Then he “invested.”
Then he “meant to repay it.”
Then the lie became too big to unwind, so he kept lying.
Kept taking.
Kept telling their father Oberi had forgotten him.
Kept letting an old man sell water in traffic while building wealth from stolen love.
Oberi wanted prison.
For one burning moment, he wanted exactly that.
But when he looked at Dano, he saw something else in his father’s face—not softness, but weariness. The kind that comes when punishment no longer heals anything.
“What would your mother want?” Dano asked quietly.
That question changed everything.
In the end, there was justice.
The house in Lekki was sold. The luxury cars auctioned. Watches, jewelry, designer furniture—gone. The money was placed into a trust for Dano’s medical care and living expenses. The rest went to repay what could be repaid. Quacy got a real job. Every month he sent restitution. Every month he called to apologize.
Dano never answered at first.
But he did not block the number either.
That, in its own way, was mercy.
Life with his father did not heal in one grand moment.
It healed slowly.
Daily medication.
Three meals a day.
Follow-up doctor visits.
Better sleep.
Quiet mornings.
Small conversations.
At first they spoke about easy things—weather, football, old neighbors.
Then harder things.
His mother.
Regret.
Absence.
Pride.
One morning, Oberi asked, “Do you still miss carpentry?”
Dano ran his fingers over the breakfast table as if testing the wood.
“My hands are weaker now.”
“What if we made a workshop anyway? Nothing serious. Just… for us.”
So they turned one empty room in the mansion into a workshop.
Oberi bought tools, wood, sandpaper, clamps.
At first Dano only stood there looking.
Then he touched a measuring tape like greeting an old friend.
They began with a small table.
It was terrible.
One leg was slightly short. The finish was uneven. The corners were not perfect.
Oberi laughed when they were done. “It wobbles.”
Dano smiled.
It was the first time Oberi had seen his father truly smile in years.
“It is beautiful,” Dano said. “Because we made it together.”
After that came shelves. Then chairs. Then a cabinet. As his body regained strength, so did something deeper in him. His voice grew louder. His appetite returned. Sometimes he even hummed under his breath while sanding wood, and each time it happened, Oberi stopped what he was doing just to listen.
One evening, his assistant called from America about a deal worth millions.
They wanted him personally.
He looked at the half-finished cabinet in the workshop. At the old man sitting beside it, sanding carefully, humming softly.
“Tell them no,” he said.
It shocked everyone—his team, his board, his investors.
But for the first time in twelve years, Oberi understood something success had hidden from him:
A full account is not the same as a full life.
He stepped back from daily business. Promoted others. Traveled less. Chose presence over performance.
And in that choice, something inside him settled.
The day Dano finally said, “I forgive you,” Oberi had to turn away and grip the edge of the workbench to steady himself.
Not because he deserved it easily.
But because forgiveness from a wounded parent always feels like mercy you did not know how badly you needed.
They began visiting his mother’s grave every Sunday.
They cleaned the weeds. Brought flowers.

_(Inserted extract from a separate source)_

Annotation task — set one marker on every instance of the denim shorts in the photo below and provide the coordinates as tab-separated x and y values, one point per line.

Told her about the workshop. About the crooked table. About Quacy trying, clumsily, to become human again. About laughter returning to the house.
One afternoon, as they worked on a cabinet, Dano said without looking up, “I am proud of you.”
Oberi swallowed hard.
“Not because of your money,” Dano continued. “Because you came back. Because you chose this.”

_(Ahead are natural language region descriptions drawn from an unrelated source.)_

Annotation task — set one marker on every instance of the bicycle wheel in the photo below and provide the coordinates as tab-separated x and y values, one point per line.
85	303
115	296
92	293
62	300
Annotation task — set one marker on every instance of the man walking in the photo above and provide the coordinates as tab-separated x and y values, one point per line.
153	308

That was the moment Oberi understood it fully.
Not in a boardroom.
Not in a bank.
Not in applause.
Success had never been what he thought it was.
Success was this.
A room full of wood shavings.
An old man teaching his son how to hold a saw properly.

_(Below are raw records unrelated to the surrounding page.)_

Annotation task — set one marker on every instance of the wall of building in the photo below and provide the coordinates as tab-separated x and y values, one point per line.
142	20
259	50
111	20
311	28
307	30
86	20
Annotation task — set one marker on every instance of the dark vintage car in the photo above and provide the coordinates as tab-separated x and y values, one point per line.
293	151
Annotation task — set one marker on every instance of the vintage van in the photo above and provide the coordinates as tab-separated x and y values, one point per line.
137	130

A broken family beginning, however slowly, to mend.
A father who no longer had to carry water sachets under the sun.
A son finally present enough to notice what mattered before it was too late.
On the back porch one evening, with the sky turning orange over Lagos and the city noise soft in the distance, Oberi sat beside his father in silence.
His phone buzzed somewhere inside the house.
Emails. Notifications. Urgent things that had once ruled him.
He ignored them.
Because right there, beside the man he had almost lost twice—once to distance, once to pride—he had found the only wealth that could still redeem the years behind him.
And maybe that is the hardest truth of all:
You can spend your whole life chasing success, only to realize too late that the people you were trying to make proud were waiting, not for your money, but for your presence.
Oberi had billions.
But the richest thing he ever held in his hands was not a company.
It was a crooked wooden table his father called beautiful because they built it together.